I found this in the documentation you sent:
"Backends
The multimedia functionality is not implemented by Phonon itself, but by a back end - often also referred to as an engine. This includes connecting to, managing, and driving the underlying hardware or intermediate technology. For the programmer, this implies that the media nodes, e.g., media objects, processors, and sinks, are produced by the back end. Also, it is responsible for building the graph, i.e., connecting the nodes.
The backends of Qt use the media systems DirectShow (which requires DirectX) on Windows, QuickTime on Mac, and GStreamer on Linux. The functionality provided on the different platforms are dependent on these underlying systems and may vary somewhat, e.g., in the media formats supported.
Backends expose information about the underlying system. It can tell which media formats are supported, e.g., AVI, mp3, or OGG.

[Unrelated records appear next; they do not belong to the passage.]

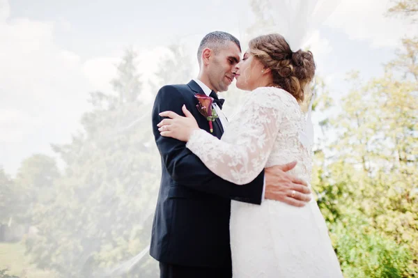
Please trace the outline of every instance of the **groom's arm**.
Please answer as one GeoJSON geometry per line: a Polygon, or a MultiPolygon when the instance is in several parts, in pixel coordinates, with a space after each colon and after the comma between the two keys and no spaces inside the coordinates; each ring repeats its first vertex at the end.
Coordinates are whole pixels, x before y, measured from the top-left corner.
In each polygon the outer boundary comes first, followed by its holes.
{"type": "Polygon", "coordinates": [[[183,115],[181,107],[184,104],[187,105],[187,102],[182,93],[175,86],[166,86],[157,94],[153,109],[153,132],[162,162],[173,180],[196,190],[260,204],[263,197],[264,170],[251,183],[238,186],[215,175],[186,148],[185,142],[160,134],[157,124],[162,118],[159,114],[173,111],[183,115]]]}

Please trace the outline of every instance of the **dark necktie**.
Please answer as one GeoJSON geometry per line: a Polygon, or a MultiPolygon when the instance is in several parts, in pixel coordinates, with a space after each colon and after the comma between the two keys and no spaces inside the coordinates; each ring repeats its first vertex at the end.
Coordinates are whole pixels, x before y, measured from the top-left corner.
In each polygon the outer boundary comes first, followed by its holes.
{"type": "Polygon", "coordinates": [[[217,95],[216,94],[216,93],[215,93],[215,91],[212,91],[212,92],[210,92],[210,95],[209,95],[209,96],[213,98],[213,102],[215,103],[216,103],[216,105],[222,109],[222,105],[224,104],[224,102],[225,102],[225,100],[224,99],[220,99],[217,97],[217,95]]]}

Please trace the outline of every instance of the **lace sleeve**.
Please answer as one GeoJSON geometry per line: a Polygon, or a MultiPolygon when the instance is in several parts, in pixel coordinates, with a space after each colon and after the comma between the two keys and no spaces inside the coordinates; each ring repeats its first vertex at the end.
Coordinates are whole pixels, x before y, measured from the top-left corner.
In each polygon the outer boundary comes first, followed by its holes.
{"type": "Polygon", "coordinates": [[[221,140],[199,130],[186,144],[210,171],[237,185],[250,183],[264,168],[284,111],[282,90],[263,87],[251,93],[221,140]]]}

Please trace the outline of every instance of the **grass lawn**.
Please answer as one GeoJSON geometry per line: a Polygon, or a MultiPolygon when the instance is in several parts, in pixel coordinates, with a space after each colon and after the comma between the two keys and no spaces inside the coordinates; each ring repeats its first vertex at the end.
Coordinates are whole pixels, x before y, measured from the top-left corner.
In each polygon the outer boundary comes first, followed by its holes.
{"type": "Polygon", "coordinates": [[[22,242],[0,242],[0,269],[8,268],[7,274],[20,278],[53,278],[48,272],[38,270],[29,263],[22,242]]]}

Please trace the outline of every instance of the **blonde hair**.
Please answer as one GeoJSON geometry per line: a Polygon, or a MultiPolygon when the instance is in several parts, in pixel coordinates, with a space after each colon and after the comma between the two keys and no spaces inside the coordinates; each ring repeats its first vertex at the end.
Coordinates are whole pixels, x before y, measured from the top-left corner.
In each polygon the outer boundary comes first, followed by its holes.
{"type": "Polygon", "coordinates": [[[315,75],[312,52],[301,49],[293,52],[284,38],[277,33],[251,40],[249,52],[271,70],[271,86],[287,91],[299,102],[304,100],[304,91],[315,75]]]}

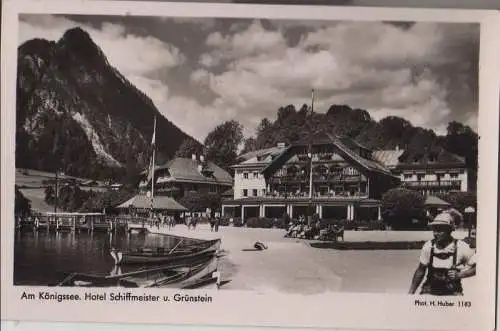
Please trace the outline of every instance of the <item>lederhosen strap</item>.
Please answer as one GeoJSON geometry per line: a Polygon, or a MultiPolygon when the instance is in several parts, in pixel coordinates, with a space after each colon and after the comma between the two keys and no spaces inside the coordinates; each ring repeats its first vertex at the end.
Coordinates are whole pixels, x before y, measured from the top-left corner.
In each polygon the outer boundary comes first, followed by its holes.
{"type": "MultiPolygon", "coordinates": [[[[458,252],[457,240],[454,239],[453,243],[454,243],[455,249],[454,249],[454,252],[452,255],[452,259],[453,259],[452,260],[453,261],[452,268],[454,268],[457,264],[457,255],[458,255],[457,254],[457,252],[458,252]]],[[[429,264],[427,266],[427,268],[428,268],[427,280],[423,286],[423,293],[425,292],[425,293],[429,293],[429,294],[448,294],[448,295],[461,293],[462,292],[462,285],[461,285],[460,281],[451,281],[451,280],[448,281],[448,283],[449,283],[448,285],[452,285],[452,290],[450,290],[449,288],[448,289],[444,289],[444,288],[441,289],[440,288],[441,286],[437,286],[437,284],[435,283],[434,276],[436,276],[436,273],[445,273],[447,270],[444,268],[435,268],[433,266],[434,256],[436,255],[435,251],[434,251],[434,247],[435,247],[435,241],[432,240],[431,241],[431,254],[430,254],[430,258],[429,258],[429,264]],[[438,287],[437,289],[435,288],[436,286],[438,287]]],[[[448,286],[446,286],[446,287],[448,287],[448,286]]]]}
{"type": "MultiPolygon", "coordinates": [[[[453,264],[452,266],[455,267],[457,265],[457,252],[458,252],[458,244],[457,244],[457,239],[453,240],[453,245],[455,246],[454,252],[453,252],[453,264]]],[[[433,269],[433,263],[434,262],[434,239],[431,241],[431,256],[429,258],[429,270],[433,269]]]]}

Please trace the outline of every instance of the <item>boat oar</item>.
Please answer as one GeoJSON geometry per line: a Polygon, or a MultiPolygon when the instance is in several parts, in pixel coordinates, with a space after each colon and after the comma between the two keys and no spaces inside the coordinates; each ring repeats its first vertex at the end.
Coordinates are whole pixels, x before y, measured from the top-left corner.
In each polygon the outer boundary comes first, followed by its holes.
{"type": "Polygon", "coordinates": [[[175,246],[174,246],[174,248],[172,248],[172,249],[170,250],[170,252],[168,252],[168,255],[172,254],[172,252],[173,252],[173,251],[174,251],[174,250],[175,250],[175,249],[176,249],[176,248],[177,248],[177,247],[178,247],[178,246],[179,246],[179,245],[180,245],[183,241],[184,241],[184,239],[181,239],[181,240],[177,243],[177,245],[175,245],[175,246]]]}

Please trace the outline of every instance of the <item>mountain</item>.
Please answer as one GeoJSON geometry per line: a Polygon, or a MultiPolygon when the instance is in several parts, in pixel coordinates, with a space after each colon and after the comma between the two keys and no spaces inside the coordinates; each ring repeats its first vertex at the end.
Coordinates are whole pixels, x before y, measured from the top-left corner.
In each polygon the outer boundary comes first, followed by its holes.
{"type": "Polygon", "coordinates": [[[157,115],[157,162],[191,138],[110,65],[87,32],[18,48],[16,167],[106,178],[144,168],[157,115]]]}
{"type": "Polygon", "coordinates": [[[324,131],[349,137],[373,150],[402,148],[408,160],[441,155],[443,150],[454,153],[463,157],[470,169],[469,187],[474,189],[476,186],[479,137],[466,125],[450,122],[446,135],[440,136],[397,116],[376,121],[367,110],[347,105],[332,105],[326,113],[314,113],[312,118],[308,109],[307,105],[299,110],[293,105],[280,107],[275,121],[261,120],[256,136],[245,142],[242,152],[270,148],[279,142],[290,144],[306,140],[311,130],[324,131]]]}

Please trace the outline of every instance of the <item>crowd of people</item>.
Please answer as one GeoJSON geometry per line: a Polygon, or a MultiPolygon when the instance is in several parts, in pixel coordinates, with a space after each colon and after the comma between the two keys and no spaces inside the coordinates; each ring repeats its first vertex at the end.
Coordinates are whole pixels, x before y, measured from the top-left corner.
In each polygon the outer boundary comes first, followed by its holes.
{"type": "Polygon", "coordinates": [[[302,215],[297,223],[288,224],[286,238],[333,240],[344,238],[344,228],[338,225],[325,225],[319,219],[309,224],[302,215]]]}
{"type": "MultiPolygon", "coordinates": [[[[178,219],[174,216],[170,215],[163,215],[163,214],[156,214],[153,217],[154,219],[154,226],[156,226],[158,229],[160,227],[166,227],[168,229],[173,228],[176,224],[179,223],[179,220],[182,221],[182,219],[178,219]]],[[[187,226],[188,230],[196,230],[196,226],[200,222],[201,217],[199,216],[185,216],[183,219],[183,223],[187,226]]],[[[209,220],[210,224],[210,231],[215,231],[219,232],[219,225],[221,223],[221,220],[219,217],[212,217],[209,220]]]]}

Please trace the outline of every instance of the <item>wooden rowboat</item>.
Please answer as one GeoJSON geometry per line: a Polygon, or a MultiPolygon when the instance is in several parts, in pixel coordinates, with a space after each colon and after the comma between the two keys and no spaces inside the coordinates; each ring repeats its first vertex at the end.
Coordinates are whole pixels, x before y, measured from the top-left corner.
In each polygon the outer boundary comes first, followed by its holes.
{"type": "Polygon", "coordinates": [[[150,271],[146,277],[141,275],[120,278],[118,284],[123,287],[192,287],[197,283],[212,279],[218,268],[218,259],[212,258],[208,262],[194,266],[185,266],[172,269],[150,271]]]}
{"type": "Polygon", "coordinates": [[[187,246],[181,246],[182,240],[169,251],[162,248],[119,251],[111,249],[110,254],[115,264],[165,264],[204,255],[216,254],[221,240],[208,240],[187,246]]]}

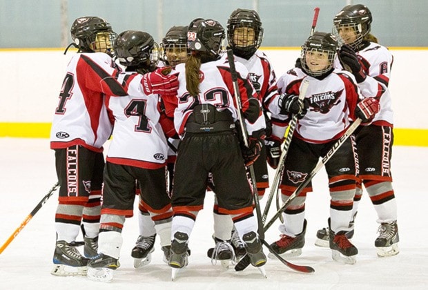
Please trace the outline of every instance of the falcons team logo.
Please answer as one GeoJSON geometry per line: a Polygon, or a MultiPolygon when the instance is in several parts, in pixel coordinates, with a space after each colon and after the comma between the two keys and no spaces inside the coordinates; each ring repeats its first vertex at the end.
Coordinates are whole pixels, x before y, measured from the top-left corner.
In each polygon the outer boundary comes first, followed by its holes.
{"type": "Polygon", "coordinates": [[[327,114],[333,106],[340,103],[340,96],[343,93],[343,90],[338,92],[325,92],[320,94],[312,95],[309,98],[311,103],[311,110],[320,112],[322,114],[327,114]]]}
{"type": "Polygon", "coordinates": [[[289,180],[294,184],[302,183],[306,179],[306,177],[308,176],[308,173],[303,173],[302,172],[297,171],[286,171],[286,175],[289,177],[289,180]]]}
{"type": "Polygon", "coordinates": [[[260,88],[262,88],[262,85],[259,83],[259,79],[260,77],[262,77],[262,75],[257,75],[253,72],[250,72],[249,74],[249,79],[251,81],[253,86],[257,93],[260,91],[260,88]]]}
{"type": "Polygon", "coordinates": [[[82,181],[84,184],[84,186],[85,186],[85,191],[88,192],[88,193],[90,193],[90,180],[89,181],[82,181]]]}

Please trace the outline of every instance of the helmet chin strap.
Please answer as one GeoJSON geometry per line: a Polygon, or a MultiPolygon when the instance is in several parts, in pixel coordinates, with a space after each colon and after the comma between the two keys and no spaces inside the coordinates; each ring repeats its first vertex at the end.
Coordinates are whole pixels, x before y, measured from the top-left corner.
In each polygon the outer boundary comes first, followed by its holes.
{"type": "Polygon", "coordinates": [[[78,48],[77,46],[76,46],[76,44],[74,42],[72,42],[71,44],[68,44],[68,46],[66,48],[66,50],[64,50],[64,55],[66,55],[66,53],[67,53],[68,48],[70,48],[70,47],[72,46],[75,47],[76,48],[78,48]]]}

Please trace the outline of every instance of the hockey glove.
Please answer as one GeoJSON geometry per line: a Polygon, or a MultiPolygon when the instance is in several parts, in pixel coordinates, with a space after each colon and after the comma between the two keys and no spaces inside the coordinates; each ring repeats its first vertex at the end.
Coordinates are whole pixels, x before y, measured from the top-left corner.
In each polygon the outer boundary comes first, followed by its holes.
{"type": "Polygon", "coordinates": [[[360,84],[366,79],[366,73],[362,69],[362,66],[358,60],[358,56],[350,46],[344,44],[339,50],[338,55],[342,66],[347,70],[352,72],[357,81],[360,84]]]}
{"type": "Polygon", "coordinates": [[[372,97],[367,97],[357,104],[356,115],[362,120],[363,123],[371,121],[376,113],[380,110],[379,102],[372,97]]]}
{"type": "Polygon", "coordinates": [[[302,119],[307,113],[308,108],[309,108],[309,101],[304,99],[302,105],[303,108],[301,108],[299,104],[299,96],[295,95],[282,94],[278,100],[278,106],[281,114],[298,114],[299,119],[302,119]]]}
{"type": "Polygon", "coordinates": [[[249,137],[249,146],[242,146],[242,157],[245,166],[252,165],[259,157],[262,153],[262,146],[264,142],[266,134],[264,130],[253,132],[253,135],[249,137]]]}
{"type": "Polygon", "coordinates": [[[273,169],[276,169],[280,162],[281,156],[281,142],[274,136],[264,139],[266,146],[266,158],[269,164],[273,169]]]}
{"type": "Polygon", "coordinates": [[[145,74],[142,79],[144,93],[176,96],[179,85],[178,77],[177,75],[168,75],[171,71],[171,68],[164,67],[145,74]]]}

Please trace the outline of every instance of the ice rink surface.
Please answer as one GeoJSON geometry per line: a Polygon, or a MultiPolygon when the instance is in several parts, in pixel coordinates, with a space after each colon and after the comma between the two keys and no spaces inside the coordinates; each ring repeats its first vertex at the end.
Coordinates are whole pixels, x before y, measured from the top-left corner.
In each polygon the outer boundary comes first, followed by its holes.
{"type": "MultiPolygon", "coordinates": [[[[364,192],[356,222],[353,244],[359,250],[353,265],[333,261],[331,251],[315,246],[317,229],[326,226],[329,196],[327,175],[322,170],[308,195],[306,244],[301,256],[289,260],[315,269],[311,274],[293,271],[276,260],[266,264],[267,279],[252,267],[235,272],[211,264],[206,251],[213,246],[212,206],[208,193],[191,236],[189,264],[171,280],[171,269],[162,260],[159,240],[152,262],[135,269],[130,250],[138,236],[136,215],[128,219],[123,231],[121,267],[110,283],[85,277],[50,274],[55,243],[54,215],[57,191],[0,254],[1,289],[426,289],[428,283],[428,148],[394,146],[393,186],[398,206],[400,253],[394,257],[376,255],[374,240],[378,224],[373,207],[364,192]]],[[[57,182],[54,151],[48,139],[0,138],[0,244],[3,244],[57,182]]],[[[271,180],[274,171],[271,171],[271,180]]],[[[267,191],[269,193],[269,190],[267,191]]],[[[266,200],[260,201],[262,210],[266,200]]],[[[135,207],[137,209],[137,207],[135,207]]],[[[269,216],[276,211],[274,204],[269,216]]],[[[137,211],[135,211],[135,213],[137,211]]],[[[268,217],[269,219],[269,217],[268,217]]],[[[278,240],[278,222],[266,233],[271,243],[278,240]]],[[[81,236],[79,238],[81,240],[81,236]]],[[[83,250],[83,249],[82,249],[83,250]]],[[[265,249],[267,254],[267,250],[265,249]]]]}

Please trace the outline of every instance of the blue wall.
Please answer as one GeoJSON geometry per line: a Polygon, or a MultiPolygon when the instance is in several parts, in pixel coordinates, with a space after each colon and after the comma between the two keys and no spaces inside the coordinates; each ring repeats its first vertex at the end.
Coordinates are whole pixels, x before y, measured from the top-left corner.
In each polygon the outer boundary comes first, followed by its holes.
{"type": "MultiPolygon", "coordinates": [[[[58,48],[63,0],[0,0],[0,48],[58,48]]],[[[224,26],[237,8],[257,10],[265,30],[263,46],[300,46],[320,7],[318,30],[331,31],[334,15],[347,3],[367,5],[373,16],[372,32],[387,46],[428,46],[427,0],[68,0],[67,24],[81,16],[107,19],[116,32],[133,29],[157,41],[171,26],[196,17],[224,26]],[[159,9],[159,3],[163,3],[159,9]],[[160,12],[159,12],[160,11],[160,12]]],[[[68,33],[69,35],[69,33],[68,33]]],[[[70,39],[69,39],[70,40],[70,39]]]]}

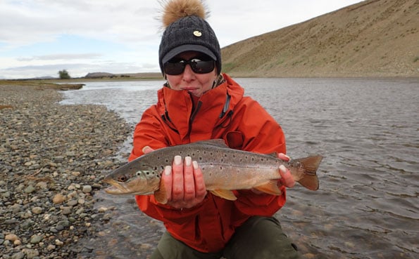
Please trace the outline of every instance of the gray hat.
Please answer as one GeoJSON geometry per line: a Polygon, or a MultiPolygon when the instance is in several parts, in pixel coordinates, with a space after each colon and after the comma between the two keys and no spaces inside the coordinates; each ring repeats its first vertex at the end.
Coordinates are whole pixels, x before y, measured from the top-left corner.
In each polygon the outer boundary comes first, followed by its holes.
{"type": "Polygon", "coordinates": [[[215,60],[218,74],[221,72],[221,50],[217,36],[210,25],[196,15],[176,20],[164,31],[158,50],[162,72],[163,64],[182,52],[190,51],[210,56],[215,60]]]}

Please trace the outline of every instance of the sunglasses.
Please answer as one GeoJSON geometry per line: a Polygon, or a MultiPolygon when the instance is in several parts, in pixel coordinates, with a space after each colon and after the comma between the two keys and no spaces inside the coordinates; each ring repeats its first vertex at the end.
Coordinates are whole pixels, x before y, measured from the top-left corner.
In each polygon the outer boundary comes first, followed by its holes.
{"type": "Polygon", "coordinates": [[[198,58],[194,58],[189,60],[173,58],[164,63],[163,69],[165,74],[177,76],[183,73],[187,65],[191,66],[192,71],[196,74],[207,74],[214,70],[215,67],[215,62],[212,59],[202,60],[198,58]]]}

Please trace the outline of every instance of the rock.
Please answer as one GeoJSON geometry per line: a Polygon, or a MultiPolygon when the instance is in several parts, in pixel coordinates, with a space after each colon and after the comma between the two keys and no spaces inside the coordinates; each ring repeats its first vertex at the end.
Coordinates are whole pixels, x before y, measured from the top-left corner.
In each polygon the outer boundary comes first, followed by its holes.
{"type": "Polygon", "coordinates": [[[19,237],[18,237],[18,236],[14,234],[6,234],[6,237],[4,237],[4,239],[14,241],[15,240],[18,240],[19,237]]]}
{"type": "Polygon", "coordinates": [[[12,255],[11,259],[23,259],[25,257],[25,253],[18,252],[12,255]]]}
{"type": "Polygon", "coordinates": [[[34,214],[41,214],[42,213],[42,208],[41,207],[34,207],[32,208],[32,212],[34,214]]]}
{"type": "Polygon", "coordinates": [[[90,192],[92,192],[92,186],[91,185],[83,185],[83,189],[82,191],[84,193],[90,193],[90,192]]]}
{"type": "Polygon", "coordinates": [[[42,240],[42,237],[34,234],[30,239],[30,244],[38,244],[42,240]]]}
{"type": "Polygon", "coordinates": [[[62,204],[65,201],[65,197],[64,197],[61,193],[56,194],[54,198],[52,198],[52,202],[54,204],[62,204]]]}

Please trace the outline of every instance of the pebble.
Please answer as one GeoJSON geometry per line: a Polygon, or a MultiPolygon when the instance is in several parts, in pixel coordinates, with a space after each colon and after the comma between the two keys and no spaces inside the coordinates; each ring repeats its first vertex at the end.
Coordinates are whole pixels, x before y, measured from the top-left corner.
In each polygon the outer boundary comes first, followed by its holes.
{"type": "Polygon", "coordinates": [[[100,180],[132,129],[101,105],[61,105],[59,91],[0,85],[0,258],[85,258],[109,215],[94,209],[100,180]]]}

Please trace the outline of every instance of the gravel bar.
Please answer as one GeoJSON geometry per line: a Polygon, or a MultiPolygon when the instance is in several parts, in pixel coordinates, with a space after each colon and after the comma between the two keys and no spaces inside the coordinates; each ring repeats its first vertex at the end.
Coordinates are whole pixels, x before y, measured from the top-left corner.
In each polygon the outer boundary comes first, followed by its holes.
{"type": "MultiPolygon", "coordinates": [[[[101,105],[62,105],[57,90],[0,86],[0,257],[75,258],[109,220],[94,207],[132,128],[101,105]]],[[[77,256],[78,255],[78,256],[77,256]]]]}

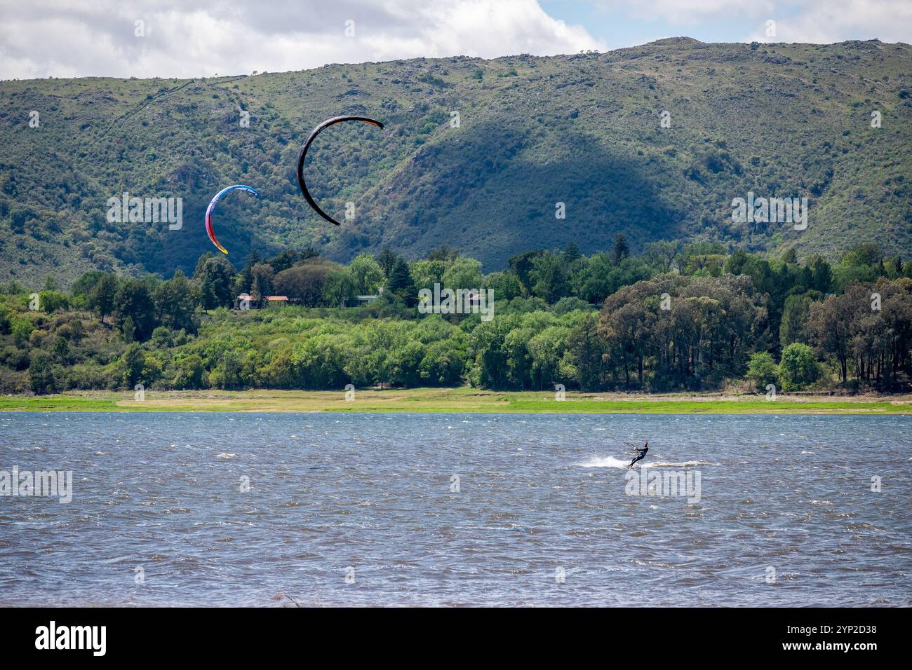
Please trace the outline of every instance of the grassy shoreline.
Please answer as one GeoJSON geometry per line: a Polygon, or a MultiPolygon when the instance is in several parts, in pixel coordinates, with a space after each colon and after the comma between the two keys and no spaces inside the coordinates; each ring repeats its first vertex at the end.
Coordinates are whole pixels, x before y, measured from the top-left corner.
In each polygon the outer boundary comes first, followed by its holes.
{"type": "Polygon", "coordinates": [[[92,412],[515,412],[564,414],[912,414],[912,395],[790,396],[485,391],[459,388],[341,391],[82,391],[0,396],[0,411],[92,412]]]}

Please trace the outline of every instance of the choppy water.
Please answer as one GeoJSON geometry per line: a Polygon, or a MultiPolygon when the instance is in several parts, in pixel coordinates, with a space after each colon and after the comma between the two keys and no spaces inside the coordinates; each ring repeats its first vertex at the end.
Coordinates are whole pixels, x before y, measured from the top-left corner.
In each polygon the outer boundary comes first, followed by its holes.
{"type": "Polygon", "coordinates": [[[0,414],[0,470],[74,479],[69,504],[0,496],[0,604],[907,606],[910,428],[0,414]],[[625,493],[643,439],[647,473],[700,472],[699,502],[625,493]]]}

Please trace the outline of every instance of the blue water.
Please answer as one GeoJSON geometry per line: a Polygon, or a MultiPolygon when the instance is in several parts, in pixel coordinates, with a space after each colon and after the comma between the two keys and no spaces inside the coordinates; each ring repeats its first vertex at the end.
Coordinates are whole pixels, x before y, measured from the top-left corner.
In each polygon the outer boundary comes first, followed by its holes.
{"type": "Polygon", "coordinates": [[[0,496],[0,604],[908,606],[910,428],[0,414],[0,470],[74,487],[0,496]],[[699,501],[625,492],[645,439],[647,474],[699,472],[699,501]]]}

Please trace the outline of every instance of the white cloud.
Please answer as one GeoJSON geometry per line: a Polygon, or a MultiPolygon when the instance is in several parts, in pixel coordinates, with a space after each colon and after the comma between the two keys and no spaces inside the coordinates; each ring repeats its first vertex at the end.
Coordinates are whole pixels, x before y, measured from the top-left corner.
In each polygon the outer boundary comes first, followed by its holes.
{"type": "Polygon", "coordinates": [[[79,9],[36,0],[5,9],[0,78],[200,77],[593,48],[605,45],[536,0],[95,0],[79,9]],[[138,20],[145,36],[134,34],[138,20]]]}
{"type": "Polygon", "coordinates": [[[772,41],[817,44],[848,39],[912,42],[912,2],[909,0],[594,0],[604,12],[628,18],[660,21],[671,26],[730,28],[742,22],[743,35],[725,41],[762,41],[766,21],[776,22],[772,41]]]}
{"type": "Polygon", "coordinates": [[[757,41],[830,44],[847,39],[912,42],[909,0],[814,0],[794,15],[776,18],[776,36],[765,37],[765,26],[750,36],[757,41]]]}

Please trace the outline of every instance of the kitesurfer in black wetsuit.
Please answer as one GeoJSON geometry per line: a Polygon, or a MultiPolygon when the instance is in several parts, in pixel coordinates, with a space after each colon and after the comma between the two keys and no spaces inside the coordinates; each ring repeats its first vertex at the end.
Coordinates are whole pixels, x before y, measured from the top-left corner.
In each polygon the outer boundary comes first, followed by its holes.
{"type": "Polygon", "coordinates": [[[637,460],[642,460],[643,459],[646,458],[646,452],[649,450],[649,443],[644,442],[643,448],[639,448],[639,447],[636,447],[635,448],[637,449],[637,451],[639,452],[639,456],[631,460],[630,465],[628,465],[627,468],[633,468],[634,463],[636,463],[637,460]]]}

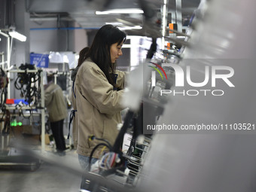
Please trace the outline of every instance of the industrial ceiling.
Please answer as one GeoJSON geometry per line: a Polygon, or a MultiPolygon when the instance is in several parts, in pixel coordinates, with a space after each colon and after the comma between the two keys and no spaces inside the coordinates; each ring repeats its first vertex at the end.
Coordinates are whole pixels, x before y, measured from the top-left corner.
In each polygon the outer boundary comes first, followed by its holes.
{"type": "MultiPolygon", "coordinates": [[[[183,17],[189,17],[196,10],[200,0],[167,0],[168,12],[176,11],[176,2],[181,3],[183,17]]],[[[154,11],[154,17],[163,5],[163,0],[26,0],[26,11],[31,20],[50,20],[58,17],[62,20],[75,20],[84,29],[98,29],[105,23],[126,21],[126,24],[143,25],[142,14],[96,15],[96,11],[109,9],[139,8],[145,11],[154,11]]],[[[144,15],[145,16],[145,15],[144,15]]],[[[159,14],[158,14],[159,17],[159,14]]]]}

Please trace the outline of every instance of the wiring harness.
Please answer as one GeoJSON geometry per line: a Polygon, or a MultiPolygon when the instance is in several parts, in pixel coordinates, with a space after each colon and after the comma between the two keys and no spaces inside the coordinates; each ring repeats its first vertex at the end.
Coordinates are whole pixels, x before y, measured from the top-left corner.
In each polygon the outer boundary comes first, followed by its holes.
{"type": "Polygon", "coordinates": [[[25,101],[30,105],[33,103],[37,105],[40,102],[41,90],[40,90],[40,72],[28,72],[28,70],[35,69],[35,66],[31,64],[21,64],[19,67],[24,72],[19,72],[15,80],[15,88],[20,90],[21,97],[25,97],[25,101]],[[37,84],[38,86],[37,86],[37,84]]]}

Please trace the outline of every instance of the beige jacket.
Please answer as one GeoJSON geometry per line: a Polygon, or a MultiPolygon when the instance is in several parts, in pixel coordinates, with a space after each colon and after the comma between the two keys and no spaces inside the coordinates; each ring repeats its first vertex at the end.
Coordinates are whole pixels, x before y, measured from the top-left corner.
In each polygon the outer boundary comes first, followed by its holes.
{"type": "Polygon", "coordinates": [[[67,103],[62,90],[54,84],[50,84],[44,90],[44,104],[49,113],[50,122],[55,122],[67,117],[67,103]]]}
{"type": "MultiPolygon", "coordinates": [[[[117,84],[123,88],[126,74],[117,70],[117,84]]],[[[113,90],[103,72],[94,62],[86,60],[80,66],[75,78],[75,126],[78,134],[77,152],[90,156],[93,148],[102,141],[90,141],[93,135],[108,140],[112,145],[118,134],[117,125],[121,123],[120,111],[123,90],[113,90]]],[[[74,131],[73,131],[74,133],[74,131]]],[[[102,148],[93,154],[99,158],[102,148]]]]}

A user can often add support for new formats and filters to the underlying system, by, for instance, installing the DivX codex. We can therefore not give an exact overview of which formats are available with the Qt backends."
It seems they recommend Gstreamer on Linux. That’s fine, however, just like they use DirectShow on Windows, shouldn’t Haiku’s native media_server be used on Haiku? This isn’t Linux, Haiku’s media_server is the native solution here. Sticking to it as much as possible should come a long way in making things consistent and avoiding any possible confusing codec issues. Gstreamer would also add yet another layer, and I’m a bit worried about latency. With that said though, this is just on the long term; I can certainly understand if you want to try easier solutions first.